Voici quelques conseils pratiques à suivre lors de la signature d’un bail en colocation.
- Le règlement intérieur :
À annexer au contrat. Adapté et complété en fonction de l’activité de chacun des occupants, il liste l’ensemble des règles nécessaires à la vie commune.
Par exemple :
- le partage de l’utilisation des pièces communes (cuisines, salle d’eau, séjour, etc.),
- l’entretien des éléments d’équipement communs (appareils ménagers, sanitaires, etc.),
- les décisions concernant les menues réparations (choix des entreprises ; partage des frais, suivant l’usage et l’origine),
- les mesures nécessaires au respect de la tranquillité de tous les colocataires :
- les bruits de « comportement » excessifs : musique, télévision, animaux, etc. (prévoir éventuellement des horaires pour éviter les nuisances sonores),
- les autres nuisances : tabac, odeurs de cuisine, etc.,
- la fréquence des réceptions et leur aménagement horaire,
- le respect de l’intimité de chacun.
- Le mandataire commun :
Il a pour mission :
- de faire respecter le règlement intérieur,
- d’être le porte-parole auprès du bailleur des réclamations formulées par les autres colocataires,
- d’exercer un contrôle sur les charges et la révision de loyer,
- d’assurer, éventuellement, auprès du propriétaire le paiement intégral du loyer, ses colocataires devant lui verser leur quote-part,
- de tenir à disposition des co-titulaires du bail les factures des frais connexes : téléphone, produits d’entretien, etc.
- Le panneau d’affichage :
Comme dans L’Auberge espagnole.
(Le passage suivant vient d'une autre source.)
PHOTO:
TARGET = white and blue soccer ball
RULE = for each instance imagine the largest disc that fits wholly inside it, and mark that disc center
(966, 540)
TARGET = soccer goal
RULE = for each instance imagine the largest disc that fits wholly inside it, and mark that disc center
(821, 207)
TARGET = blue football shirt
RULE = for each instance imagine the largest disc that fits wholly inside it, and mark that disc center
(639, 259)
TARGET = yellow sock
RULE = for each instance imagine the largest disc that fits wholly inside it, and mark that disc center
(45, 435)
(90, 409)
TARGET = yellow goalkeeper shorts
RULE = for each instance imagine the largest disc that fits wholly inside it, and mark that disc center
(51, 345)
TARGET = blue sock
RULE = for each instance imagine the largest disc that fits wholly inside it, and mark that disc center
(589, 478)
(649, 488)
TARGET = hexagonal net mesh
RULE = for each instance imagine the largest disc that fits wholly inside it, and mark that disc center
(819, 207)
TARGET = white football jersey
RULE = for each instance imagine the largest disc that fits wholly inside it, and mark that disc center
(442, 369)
Y figurent :
- le planning hebdomadaire de la répartition des tâches ménagères :
- passage de l’aspirateur,
- nettoyage des vitres,
- vaisselle,
- dépôt des déchets dans le local dédié
- le règlement intérieur,
- les messages communs,
- les rappels des échéances
- La photocopie du bail unique :
La photocopie du contrat cosigné par l’ensemble des colocataires permet de prendre connaissance à tout moment de l’étendue de ses droits et obligations dans le cadre des dispositions légales et contractuelles.
- La copie des extraits du règlement de copropriété :
En ce qui concerne :
- la jouissance et l’usage des parties communes et des parties privatives de l’immeuble,
- la destination de ce dernier,
- la quote-part afférente au lot loué dans chacune des catégories des charges.
- L’assurance contre les risques locatifs :
La souscrire auprès de la même compagnie. En cas de sinistre, cela évite des conflits d’assurance et permet une indemnisation plus rapide.
- Le dépôt de garantie :
Prévoir la prise en charge et les modalités de restitution du dépôt de garantie par les autres colocataires
dans l’hypothèse d’un congé en cours de bail donné par l’un des occupants,
car celui qui quitte les lieux ne peut exiger du bailleur la restitution de sa quote-part du dépôt de garantie, qui n’est remboursé dans sa totalité qu’à la libération complète du logement. Le bailleur rembourse le dépôt de garantie au colocataire de son choix.
- L’état des lieux :
- établir un état des lieux et un inventaire des biens mobiliers très précis,
- éviter les formules vagues,
- demander éventuellement, avant l’établissement de l’état des lieux de sortie, l’établissement d’un pré-état afin de réaliser les travaux susceptibles d’être exigés par bailleur.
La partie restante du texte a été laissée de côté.